First, plaintiff argues that the jury could have reasonably concluded that insurer’s negligent inspection increased the risk of harm—insurer’s failure to warn about the attachments’ danger resulted in continued use and eventually plaintiff’s husband’s death.

The SCOV says: “We reject plaintiff’s arguments.” The SCOV reasons that there must be some affirmatively negligent conduct to give rise to liability under this theory. In other words, insurer didn’t say that the attachment was a good idea—and may not have even seen it. The best quote in the analysis is “sins of commission rather than omission.” The bottom line is that insurer did not affirmatively increase the risk of harm by failing to identify a potential for harm.

The SCOV further reasons that even if the insurer had noticed the Toyota forklift attachment, there was no evidence that would allow the jury to conclude that attachments on smaller and more-unstable forklifts would follow. Thus, plaintiff cannot establish liability under trigger #1.

Plaintiff’s next argument is that the insurer, by its inspection, assumed a portion of the dealership’s duty to provide a safe workplace. The thrust of the argument is that insurer undertook inspection of the whole premises and that includes a duty to inspect and warn about the forklift attachment.

The SCOV remains unconvinced. It reasons that insurer was the general liability insurer, not the workers’ compensation insurer. Furthermore, insurer’s inspection was a “safety survey” and no evidence shows that insurer undertook a duty that the dealership owed to decedent. Likewise, the SCOV finds no basis to conclude that insurer undertook a duty to provide a safe workplace.

The SCOV then spends a fair amount of ink discussing a similar case against a workers’ compensation insurer in order to distinguish that case (in which a jury’s liability verdict was upheld) from this one.
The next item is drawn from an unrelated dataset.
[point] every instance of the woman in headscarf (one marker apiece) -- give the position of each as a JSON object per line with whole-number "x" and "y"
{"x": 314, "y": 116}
Long story short—general liability as opposed to workers’ comp; one “safety survey” as opposed to regular inspections; one set of recommendations as opposed to regular “plans of action.” And, well . . . you get the idea.

Despite plaintiff’s most-valiant efforts, the SCOV finds no basis to apply an undertaking-of-a-duty-the-insured-owed-to-decedent trigger for liability.

Plaintiff’s last argument on the liability issue is that people—including the employees and owners—relied on insurer’s safety survey to the extent that they all thought the forklifts and attachments were safe.

The SCOV throws up an “unavailing” in response to that argument and y’all know what that means. Yep. As the SCOV puts it, “Any reliance on the safety survey for the purposes cited by plaintiff would be unreasonable as a matter of law.” No reasonable employer could believe that insurer had identified and addressed all safety concerns. And on top of that, the forklift-con-attachment involved in the accident did not exist at the time of the inspection.

The SCOV concludes, therefore, that the trial court got it right when it granted insurer judgment as a matter of law.

The next issue is relatively interesting. Plaintiff argues that unless a party “wins” a case—that is a claim or a counterclaim—then recovery of costs are prohibited. The trial court called this reasoning tortured, and while the SCOV doesn’t come right out and say it that way, you know it referred to the trial court’s reasoning on purpose.

There’s an interesting discussion regarding the common-law and statutory lineage of Vermont’s allowance-of-costs rule, and its relationship to Maine (where we stole—uh, borrowed—our rule from) and federal law. What it all boils down to is that the trial courts have discretion to award almost all costs (other than attorney’s fees) to a prevailing party. And the definition of prevailing party certainly includes a defendant in a negligence action who is found not liable as a matter of law.

The trial court's rulings are affirmed.